Artık şu soruların yanıtı daha kritik: Ürününüzün hedef pazardaki lojistik erişimi ne kadar hızlı ve ucuz? Kur riskine karşı geliriniz hangi oranda kadar döviz cinsinden? Rekabet ettiğiniz oyuncular sadece yerli mi? Sizin markanız mı, onların ki mi daha görünür? Dijital vitrinlerin ötesine geçmeden, fiziksel pazarda kalıcı olmak mümkün mü?
Bu kur politikası ile ihracat artık çözüm değil!
İhracat yapmakla dış pazarda yerleşik olmak arasındaki fark burada ortaya çıkıyor. Birincisi, mal satmaktır. İkincisi, o pazarda kalıcı bir değer yaratmaktır. Bugün Avrupa, Orta Doğu veya Kuzey Amerika gibi pazarlarda sadece mal göndererek değil, o ülkelerde yerleşik yapı kurarak rekabet avantajı kazanmak mümkün. Satış sonrası hizmetler, lokal depo ve dağıtım ağı, yerel müşteriyle doğrudan temas; bunlar artık sadece lüks değil, standart beklentiler.
Peki bu kolay mı? Elbette değil. Ama Türkiye’nin önde gelen sanayi şirketlerinden gıda markalarına, mobilya üreticilerinden ambalaj firmalarına kadar birçok işletme bu yola çoktan çıktı. Kimisi Avrupa’da depo açtı, kimisi BAE’de showroom kurdu, kimisi Amerika’da şirketleşti. Çünkü gördüler ki yalnızca ihracata yaslanmak yetmiyor. Tedarik zinciri kırıldığında, kur oynadığında, lojistik sıkıştığında müşterinin yanında olabilen kazanıyor.

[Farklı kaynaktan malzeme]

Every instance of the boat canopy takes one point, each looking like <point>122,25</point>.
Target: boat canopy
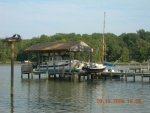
<point>60,46</point>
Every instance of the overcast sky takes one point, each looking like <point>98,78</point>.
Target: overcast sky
<point>32,18</point>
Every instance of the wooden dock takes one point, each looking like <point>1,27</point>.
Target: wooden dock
<point>132,71</point>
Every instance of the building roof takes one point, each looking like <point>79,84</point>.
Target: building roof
<point>60,46</point>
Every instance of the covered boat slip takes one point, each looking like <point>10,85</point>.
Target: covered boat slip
<point>55,49</point>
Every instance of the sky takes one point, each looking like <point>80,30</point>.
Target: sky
<point>33,18</point>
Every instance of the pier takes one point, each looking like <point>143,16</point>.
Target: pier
<point>133,71</point>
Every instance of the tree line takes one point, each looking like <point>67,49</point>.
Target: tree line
<point>128,46</point>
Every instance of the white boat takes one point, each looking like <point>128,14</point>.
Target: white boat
<point>59,63</point>
<point>94,67</point>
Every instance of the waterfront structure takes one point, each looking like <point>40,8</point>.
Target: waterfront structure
<point>57,48</point>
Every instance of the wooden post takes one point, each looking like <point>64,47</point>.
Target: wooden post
<point>69,61</point>
<point>111,74</point>
<point>134,78</point>
<point>54,66</point>
<point>126,76</point>
<point>12,68</point>
<point>142,76</point>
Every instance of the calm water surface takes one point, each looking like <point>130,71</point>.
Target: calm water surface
<point>63,96</point>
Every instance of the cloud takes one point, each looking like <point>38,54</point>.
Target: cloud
<point>35,17</point>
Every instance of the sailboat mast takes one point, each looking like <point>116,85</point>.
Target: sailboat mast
<point>103,41</point>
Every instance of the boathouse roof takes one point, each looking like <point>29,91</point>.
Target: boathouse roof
<point>60,46</point>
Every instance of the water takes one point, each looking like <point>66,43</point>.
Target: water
<point>63,96</point>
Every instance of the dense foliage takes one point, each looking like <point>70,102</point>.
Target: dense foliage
<point>128,46</point>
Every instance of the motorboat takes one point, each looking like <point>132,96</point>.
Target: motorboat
<point>94,67</point>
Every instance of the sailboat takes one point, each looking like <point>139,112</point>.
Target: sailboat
<point>95,67</point>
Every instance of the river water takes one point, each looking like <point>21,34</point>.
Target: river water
<point>64,96</point>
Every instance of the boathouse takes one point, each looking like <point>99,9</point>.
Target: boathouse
<point>56,48</point>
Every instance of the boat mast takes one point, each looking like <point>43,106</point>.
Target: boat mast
<point>103,41</point>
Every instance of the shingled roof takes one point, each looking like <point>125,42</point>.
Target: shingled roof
<point>60,46</point>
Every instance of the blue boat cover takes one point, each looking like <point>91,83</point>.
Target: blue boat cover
<point>109,64</point>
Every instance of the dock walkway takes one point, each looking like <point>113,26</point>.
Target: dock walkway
<point>133,70</point>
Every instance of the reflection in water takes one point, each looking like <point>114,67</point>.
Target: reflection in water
<point>63,96</point>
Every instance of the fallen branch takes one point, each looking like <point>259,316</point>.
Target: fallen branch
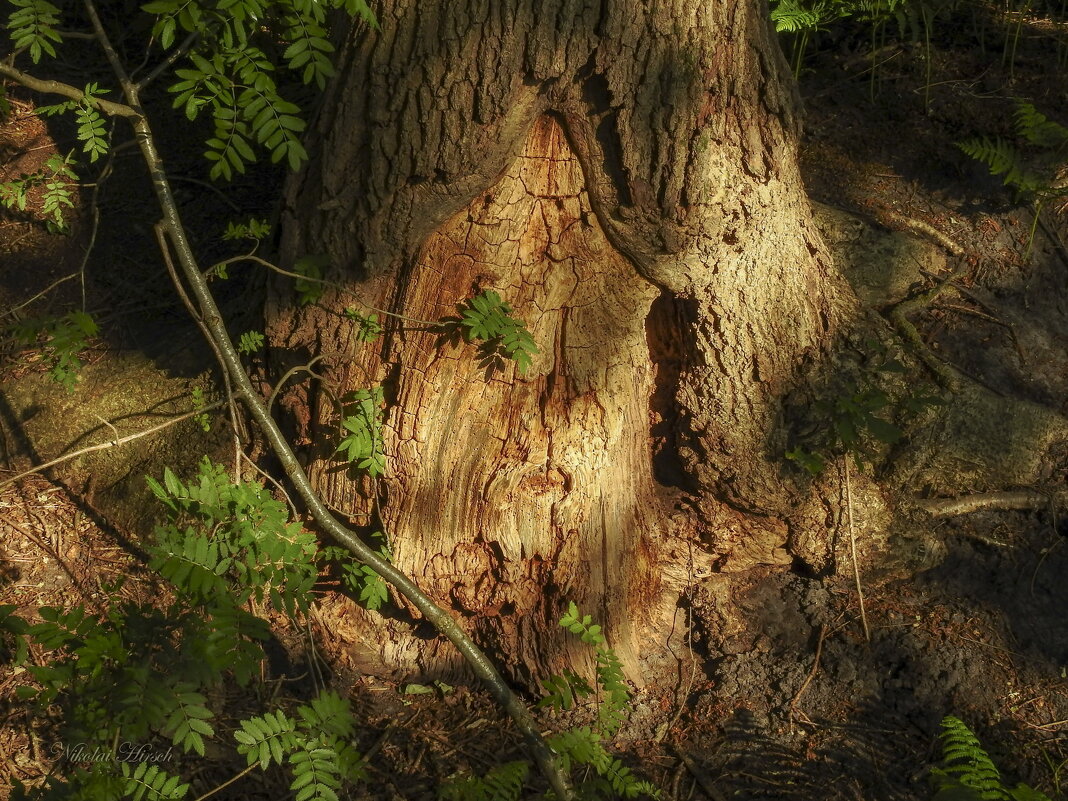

Bunun için artık yeni bir bakış açısı gerekiyor: ihracatçı değil, yatırımcı mantığı. “Sat gitsin” değil, “yerleş, büyü, kök sal” anlayışı. Gidilen pazarda uzun vadeli düşünmek, yerel iş gücüne yatırım yapmak, belki küçük başlayıp kademeli büyümek… Bu bir stratejik yönelim. Sadece pazarlamanın değil, finans, insan kaynakları, üretim ve lojistik birimlerinin birlikte karar vereceği bir yön değişimi.
Dijitalleşme işi kolaylaştırıyor
Üstelik günümüzde dijital çözümler, bu süreci daha yönetilebilir hale getiriyor. ERP sistemleriyle entegre edilen uluslararası operasyonlar, dijital ikizlerle test edilen üretim hatları, lokal e-ticaret entegrasyonları… Bunlar artık sadece büyük devlerin değil, orta ölçekli işletmelerin de erişebildiği araçlar.
Sonuç olarak artık dış pazarda yerleşik olmayı konuşmak bir “vizyon” konusu değil, bir “gerek” konusu. Elbette herkes için aynı model geçerli olmayabilir. Ama bugün her şirket, en azından beş yıllık dönemde bu soruyu kendisine sormalı: Hangi ürün veya hizmetlerle, hangi pazarlarda, nasıl kalıcı olabilirim? O sebeple şirketlere diyorum ki, yemeyin içmeyin, strateji konusunda danışmanlık alın.
Üç sene önce harekete geçenler kazandı. Siz de harekete geçin.